The year is 2020, the place is the Futurescafe, an off-the-grid, vine-entwined gazebo which thrusts seawards from its foundation on the former carpark of the Byron Bay lighthouse. Sunday brunch is in full swing. Erin taps the screen of her webwatch and flicks back luminous lime-green hair, noting the prevailing scent of pancakes and wildfowers. "Cool site, Erin", murmurs her companion, Amrit Singh. The table-side screen lights up with NASA's footage from RedApollo 10, as it nears the surface of Mars, projected from Erin's watch . Two of the crew jerkily wave at the camera, as Dick, the white haired host, sets down a tray of chai: "There was a time we hated NASA ", he says to the couple, as the camera zooms on two of the crew holding hands, "Could those two really be in love?"

"Kismet and Cog?" Erin's laughter is faintly brittle. "Maybe Dick, but there's nothing they can do about it".

"I wouldn't count on it", says her Indian friend, "My dad's at MIT and he wrote their programs.
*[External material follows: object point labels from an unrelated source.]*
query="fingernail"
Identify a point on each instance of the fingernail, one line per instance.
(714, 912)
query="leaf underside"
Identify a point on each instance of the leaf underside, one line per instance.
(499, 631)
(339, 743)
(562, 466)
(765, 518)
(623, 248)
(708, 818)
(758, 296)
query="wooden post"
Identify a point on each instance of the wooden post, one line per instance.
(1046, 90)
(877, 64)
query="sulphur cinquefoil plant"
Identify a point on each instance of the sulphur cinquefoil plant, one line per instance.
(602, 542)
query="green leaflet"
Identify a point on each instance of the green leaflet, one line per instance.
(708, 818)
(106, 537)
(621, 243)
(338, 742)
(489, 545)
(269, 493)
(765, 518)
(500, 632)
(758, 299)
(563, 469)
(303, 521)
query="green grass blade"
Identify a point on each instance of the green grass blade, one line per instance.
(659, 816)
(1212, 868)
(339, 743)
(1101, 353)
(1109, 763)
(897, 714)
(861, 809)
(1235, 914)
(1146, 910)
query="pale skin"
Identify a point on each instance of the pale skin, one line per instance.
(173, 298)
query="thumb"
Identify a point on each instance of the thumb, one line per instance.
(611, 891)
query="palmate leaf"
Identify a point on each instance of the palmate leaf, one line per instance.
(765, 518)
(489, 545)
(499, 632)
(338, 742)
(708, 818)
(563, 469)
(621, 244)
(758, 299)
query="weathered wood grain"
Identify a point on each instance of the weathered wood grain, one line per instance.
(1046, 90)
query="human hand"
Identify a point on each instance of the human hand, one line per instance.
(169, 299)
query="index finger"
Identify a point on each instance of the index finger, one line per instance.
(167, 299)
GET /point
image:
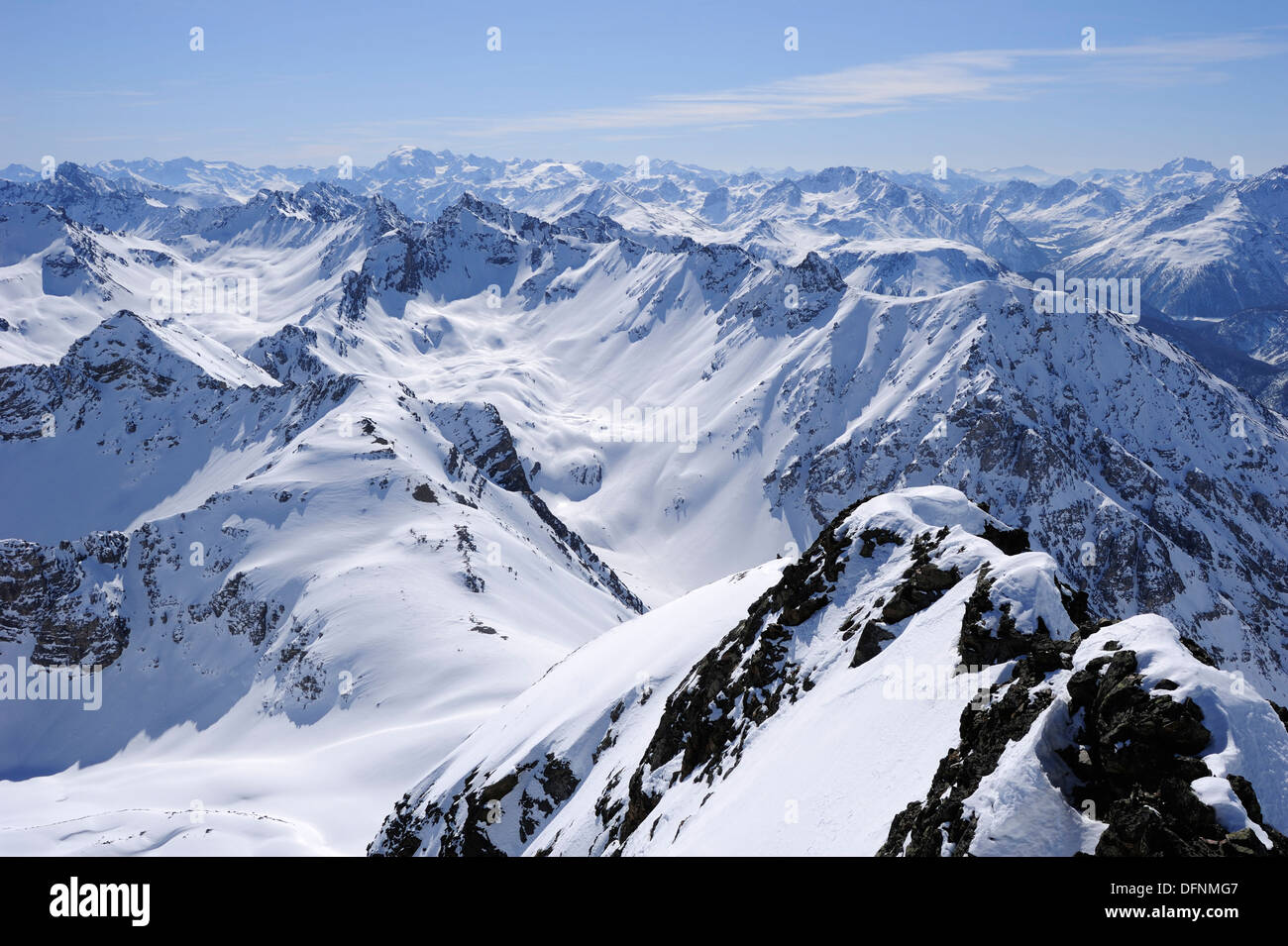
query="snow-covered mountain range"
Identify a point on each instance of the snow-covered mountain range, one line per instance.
(489, 478)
Kismet is ready for anything." The scene switches from robots to aerial pans of the Red Planet, dotted with the glassy domes of the First Settlement.

Amrit pulls a Mambo-Organic cheroot from his turban, lights up and offers it to the hovering host.

"Not while I'm working, thanks". Dick's more interested in the soaring value of the Indian rupee. "Half of Bombay seems to be Byron."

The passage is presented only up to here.